Late-cycle momentum divergence between large caps (SPX) and small caps (RUT) often signals underlying market structure shifts. When systematic approaches work better on one index than another, it typically reflects different institutional positioning and flow dynamics.

Fed cut cycles in crash/correction seasons require mechanical discipline over emotional reactions. The cut itself matters less than the systematic response to actual price action following policy implementation.

Fun Fact:

The Great Bull Market of 2009-2020: The 11-Year Victory Lap

The bull market from March 2009 to March 2020 lasted 11 years and gained over 400%-the longest bull run in U.S. history until COVID-19 crashed the party!

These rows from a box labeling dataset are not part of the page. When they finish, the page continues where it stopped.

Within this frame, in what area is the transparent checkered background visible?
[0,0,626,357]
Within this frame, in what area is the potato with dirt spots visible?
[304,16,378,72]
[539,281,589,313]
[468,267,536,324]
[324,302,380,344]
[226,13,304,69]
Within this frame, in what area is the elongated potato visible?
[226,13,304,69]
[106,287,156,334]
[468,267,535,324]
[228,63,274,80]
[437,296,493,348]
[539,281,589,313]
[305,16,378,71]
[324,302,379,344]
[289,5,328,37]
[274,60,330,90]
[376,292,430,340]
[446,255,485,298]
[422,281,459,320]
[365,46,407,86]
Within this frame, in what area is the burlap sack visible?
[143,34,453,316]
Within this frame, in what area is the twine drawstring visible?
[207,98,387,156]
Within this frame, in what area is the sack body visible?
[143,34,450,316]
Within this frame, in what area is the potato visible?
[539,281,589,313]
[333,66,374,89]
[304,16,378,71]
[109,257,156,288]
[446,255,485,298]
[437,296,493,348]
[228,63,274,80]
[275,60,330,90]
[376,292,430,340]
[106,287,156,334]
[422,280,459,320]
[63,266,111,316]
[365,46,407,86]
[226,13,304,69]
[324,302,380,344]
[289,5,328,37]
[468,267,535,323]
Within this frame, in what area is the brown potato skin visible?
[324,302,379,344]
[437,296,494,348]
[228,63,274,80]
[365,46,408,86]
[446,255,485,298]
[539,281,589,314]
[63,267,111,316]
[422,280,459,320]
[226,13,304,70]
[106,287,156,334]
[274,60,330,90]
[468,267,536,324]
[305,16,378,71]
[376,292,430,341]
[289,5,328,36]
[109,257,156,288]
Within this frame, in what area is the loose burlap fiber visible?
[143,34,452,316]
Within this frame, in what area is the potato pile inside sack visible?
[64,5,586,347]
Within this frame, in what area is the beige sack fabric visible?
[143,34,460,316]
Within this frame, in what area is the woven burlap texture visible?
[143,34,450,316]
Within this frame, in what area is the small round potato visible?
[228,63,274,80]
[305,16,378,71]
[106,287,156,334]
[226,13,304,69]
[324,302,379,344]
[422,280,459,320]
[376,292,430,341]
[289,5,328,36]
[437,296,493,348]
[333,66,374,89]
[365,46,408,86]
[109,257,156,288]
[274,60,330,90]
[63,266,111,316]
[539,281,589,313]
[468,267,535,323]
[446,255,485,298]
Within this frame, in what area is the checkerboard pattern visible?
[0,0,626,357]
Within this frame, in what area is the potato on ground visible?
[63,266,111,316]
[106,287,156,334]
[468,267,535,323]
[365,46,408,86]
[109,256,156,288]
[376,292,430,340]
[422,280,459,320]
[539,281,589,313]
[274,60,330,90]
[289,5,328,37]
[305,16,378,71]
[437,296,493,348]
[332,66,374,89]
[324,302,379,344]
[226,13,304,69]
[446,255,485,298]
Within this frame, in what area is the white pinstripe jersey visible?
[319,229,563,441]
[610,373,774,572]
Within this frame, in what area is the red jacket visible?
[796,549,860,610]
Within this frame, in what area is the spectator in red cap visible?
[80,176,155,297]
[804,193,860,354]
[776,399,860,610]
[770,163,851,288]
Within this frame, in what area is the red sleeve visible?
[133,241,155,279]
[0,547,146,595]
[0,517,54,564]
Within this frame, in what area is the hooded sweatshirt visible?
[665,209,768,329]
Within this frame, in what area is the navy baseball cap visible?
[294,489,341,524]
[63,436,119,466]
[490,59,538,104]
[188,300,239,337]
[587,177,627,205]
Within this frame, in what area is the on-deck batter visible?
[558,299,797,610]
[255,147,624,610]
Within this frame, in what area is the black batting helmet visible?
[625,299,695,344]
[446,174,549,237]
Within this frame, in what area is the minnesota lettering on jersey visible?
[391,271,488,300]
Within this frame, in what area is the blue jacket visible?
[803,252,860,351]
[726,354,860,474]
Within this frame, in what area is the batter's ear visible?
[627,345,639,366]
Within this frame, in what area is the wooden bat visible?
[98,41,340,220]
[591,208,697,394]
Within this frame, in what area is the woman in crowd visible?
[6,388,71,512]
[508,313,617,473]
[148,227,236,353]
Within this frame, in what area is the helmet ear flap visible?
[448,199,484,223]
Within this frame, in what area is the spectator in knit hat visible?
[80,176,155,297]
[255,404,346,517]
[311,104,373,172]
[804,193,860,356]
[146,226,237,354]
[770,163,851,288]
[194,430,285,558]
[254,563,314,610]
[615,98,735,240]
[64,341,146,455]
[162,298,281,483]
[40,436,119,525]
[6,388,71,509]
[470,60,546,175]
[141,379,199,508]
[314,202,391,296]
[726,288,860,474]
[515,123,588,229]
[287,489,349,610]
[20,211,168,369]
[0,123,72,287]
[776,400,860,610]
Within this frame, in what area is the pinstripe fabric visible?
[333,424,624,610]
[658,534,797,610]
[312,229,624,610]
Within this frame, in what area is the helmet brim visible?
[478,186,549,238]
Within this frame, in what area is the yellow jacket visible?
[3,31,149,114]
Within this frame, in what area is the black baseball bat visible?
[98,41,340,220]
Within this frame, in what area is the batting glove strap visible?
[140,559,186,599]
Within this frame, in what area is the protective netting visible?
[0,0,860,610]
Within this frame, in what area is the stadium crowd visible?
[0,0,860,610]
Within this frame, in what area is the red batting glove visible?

This bull market was so legendary it made every previous bull run look like a casual jog around the block. From March 2009 to March 2020, the S&P 500 went on an 11-year bender that gained over 400%, making millionaires out of anyone who managed not to panic-sell during the occasional 5% dip.

The bull market was so long that entire financial careers were built on nothing but upward trending charts—imagine being a “market expert” whose only experience was watching numbers go up for over a decade! This beast of a bull run survived the European debt crisis, trade wars, Brexit panic, and countless “this time it’s different” predictions.

It created a generation of investors who thought “buy the dip” was a divine commandment and that stonks only go up. The party finally ended when a bat in China reminded everyone that sometimes external events can crash markets faster than you can say “diamond hands.” But hey, for 11 glorious years, being bearish was about as profitable as opening an ice cream shop in Antarctica!